NumeriusNegidius/Context-Search

Add the ability to set the character encoding

Closed this issue · 6 comments

Some sites use non-standard encoding (like windows-1251) instead of utf-8, which causes problems when searching. For example: add search from http://www.world-art.ru and try to find 君の名は。
The expected result:
https://i.imgur.com/Qaga3BU.png
What actually happened:
https://i.imgur.com/IGMODMa.png

Do you know if this is a new issue since the release of version 2.0?

It also happens in the previous versions (I have checked 0.9 and 1.1).

It seems that the name of the problem is not entirely accurate. In this case, unicode characters should be converted to a numeric references. That is, it is necessary to replace encodeURIComponent("君の名は。") with encodeURIComponent("君の名は。").
Then the search will work correctly: www.world-art.ru/search.php?public_search=%26%2321531%3B%26%2312398%3B%26%2321517%3B%26%2312399%3B%26%2312290%3B&global_sector=all

Thanks for a good report, good info and investigation! I'll look into it!

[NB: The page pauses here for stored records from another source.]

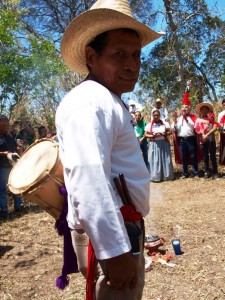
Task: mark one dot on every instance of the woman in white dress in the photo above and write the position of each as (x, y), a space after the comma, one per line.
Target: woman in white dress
(159, 153)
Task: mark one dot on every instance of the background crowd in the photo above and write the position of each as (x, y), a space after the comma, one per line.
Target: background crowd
(194, 137)
(14, 140)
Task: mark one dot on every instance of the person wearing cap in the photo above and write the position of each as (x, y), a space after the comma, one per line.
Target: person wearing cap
(221, 121)
(7, 149)
(205, 127)
(105, 42)
(140, 132)
(164, 116)
(185, 144)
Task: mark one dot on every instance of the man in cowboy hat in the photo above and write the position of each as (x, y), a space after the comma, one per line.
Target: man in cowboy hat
(205, 127)
(162, 109)
(185, 143)
(221, 121)
(104, 42)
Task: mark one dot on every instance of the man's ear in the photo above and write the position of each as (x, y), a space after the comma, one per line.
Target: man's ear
(90, 56)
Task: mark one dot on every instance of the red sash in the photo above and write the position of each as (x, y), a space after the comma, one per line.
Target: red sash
(129, 213)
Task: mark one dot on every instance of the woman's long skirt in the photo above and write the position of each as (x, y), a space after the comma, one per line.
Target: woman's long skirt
(160, 161)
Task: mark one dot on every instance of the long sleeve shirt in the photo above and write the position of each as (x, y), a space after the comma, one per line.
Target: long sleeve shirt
(97, 142)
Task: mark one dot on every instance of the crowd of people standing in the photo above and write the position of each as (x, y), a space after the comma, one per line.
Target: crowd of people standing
(14, 140)
(193, 138)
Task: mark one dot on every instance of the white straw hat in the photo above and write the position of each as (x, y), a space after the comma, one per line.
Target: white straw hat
(103, 16)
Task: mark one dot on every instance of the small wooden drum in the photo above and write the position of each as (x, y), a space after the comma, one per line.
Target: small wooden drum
(37, 176)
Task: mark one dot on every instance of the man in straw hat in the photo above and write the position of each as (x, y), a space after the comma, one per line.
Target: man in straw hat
(104, 42)
(185, 143)
(205, 127)
(164, 116)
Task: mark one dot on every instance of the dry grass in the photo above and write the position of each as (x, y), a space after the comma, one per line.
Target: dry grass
(31, 251)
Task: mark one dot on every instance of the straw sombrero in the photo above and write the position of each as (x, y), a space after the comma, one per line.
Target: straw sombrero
(103, 16)
(200, 105)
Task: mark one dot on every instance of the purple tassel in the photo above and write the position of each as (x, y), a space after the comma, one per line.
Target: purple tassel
(62, 282)
(69, 256)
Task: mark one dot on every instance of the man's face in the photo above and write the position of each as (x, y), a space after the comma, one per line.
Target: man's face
(158, 105)
(118, 65)
(4, 126)
(185, 110)
(204, 110)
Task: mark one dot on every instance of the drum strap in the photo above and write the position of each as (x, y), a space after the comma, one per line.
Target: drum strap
(60, 183)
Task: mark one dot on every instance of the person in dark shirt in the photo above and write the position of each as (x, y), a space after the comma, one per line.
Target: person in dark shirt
(7, 150)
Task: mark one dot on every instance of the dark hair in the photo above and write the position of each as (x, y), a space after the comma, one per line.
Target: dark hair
(156, 110)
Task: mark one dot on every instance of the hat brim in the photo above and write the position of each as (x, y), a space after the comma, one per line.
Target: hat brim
(91, 23)
(200, 105)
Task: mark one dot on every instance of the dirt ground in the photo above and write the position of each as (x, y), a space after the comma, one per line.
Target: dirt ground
(191, 209)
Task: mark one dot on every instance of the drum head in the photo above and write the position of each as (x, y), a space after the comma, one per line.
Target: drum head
(33, 166)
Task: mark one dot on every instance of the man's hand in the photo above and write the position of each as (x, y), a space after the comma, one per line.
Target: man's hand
(122, 271)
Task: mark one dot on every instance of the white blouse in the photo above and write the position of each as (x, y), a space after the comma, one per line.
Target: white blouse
(97, 142)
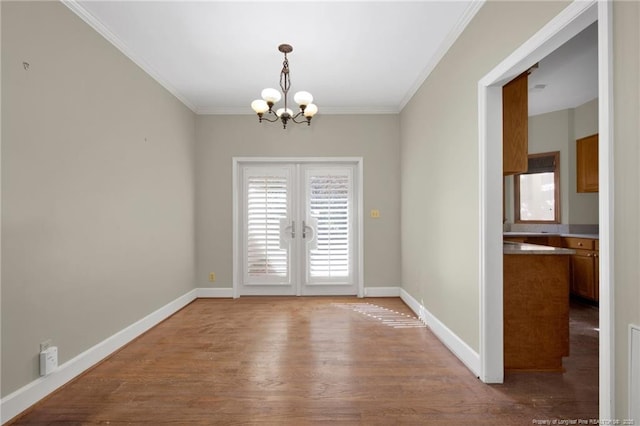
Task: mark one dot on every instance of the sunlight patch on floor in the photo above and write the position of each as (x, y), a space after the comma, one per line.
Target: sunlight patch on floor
(388, 317)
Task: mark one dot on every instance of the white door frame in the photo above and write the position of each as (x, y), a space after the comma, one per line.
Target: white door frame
(573, 19)
(358, 184)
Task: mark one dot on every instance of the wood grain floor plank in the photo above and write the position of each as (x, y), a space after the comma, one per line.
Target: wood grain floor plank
(297, 361)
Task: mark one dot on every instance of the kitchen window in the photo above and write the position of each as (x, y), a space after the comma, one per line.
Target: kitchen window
(537, 192)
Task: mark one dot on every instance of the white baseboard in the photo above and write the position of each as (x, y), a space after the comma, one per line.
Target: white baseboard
(215, 292)
(382, 292)
(18, 401)
(460, 349)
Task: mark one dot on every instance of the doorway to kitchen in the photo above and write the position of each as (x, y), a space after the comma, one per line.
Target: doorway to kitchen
(297, 227)
(576, 17)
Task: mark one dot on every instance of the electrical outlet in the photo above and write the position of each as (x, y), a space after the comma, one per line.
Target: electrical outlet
(45, 345)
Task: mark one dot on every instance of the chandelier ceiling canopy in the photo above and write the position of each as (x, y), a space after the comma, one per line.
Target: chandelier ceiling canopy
(264, 107)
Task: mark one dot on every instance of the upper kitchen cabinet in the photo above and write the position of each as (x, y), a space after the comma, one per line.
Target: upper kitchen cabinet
(587, 164)
(515, 125)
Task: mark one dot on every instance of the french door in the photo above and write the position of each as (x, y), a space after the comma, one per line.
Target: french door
(297, 229)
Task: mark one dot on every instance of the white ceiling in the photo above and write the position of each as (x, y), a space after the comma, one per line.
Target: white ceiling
(569, 74)
(353, 56)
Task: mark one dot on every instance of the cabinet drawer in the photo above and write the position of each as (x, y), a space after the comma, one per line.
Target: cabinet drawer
(579, 243)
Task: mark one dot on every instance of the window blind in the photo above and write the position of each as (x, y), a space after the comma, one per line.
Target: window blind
(329, 197)
(266, 205)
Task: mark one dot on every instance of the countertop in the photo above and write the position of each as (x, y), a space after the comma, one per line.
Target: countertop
(512, 247)
(549, 234)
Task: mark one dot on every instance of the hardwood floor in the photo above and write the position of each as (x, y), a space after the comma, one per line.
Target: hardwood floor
(275, 361)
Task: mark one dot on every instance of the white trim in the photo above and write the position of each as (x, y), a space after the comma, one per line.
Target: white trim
(382, 292)
(326, 110)
(18, 401)
(573, 19)
(101, 29)
(214, 293)
(455, 344)
(360, 259)
(634, 372)
(606, 211)
(358, 161)
(444, 47)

Also, this website doesn't search for a string with the Cyrillic symbols coded thus. The way of the utf-8 transformation to windows-1251 is necessary.

As no-one has chimed in on this bug for 2 years, I will assume this is quite an isolated problem. Further, I have no idea where to even begin even if more people were affected.

If somebody wants to have a stab at solving this, please do.

This bug is closed until somebody will bother to attack it or lead me in the right direction.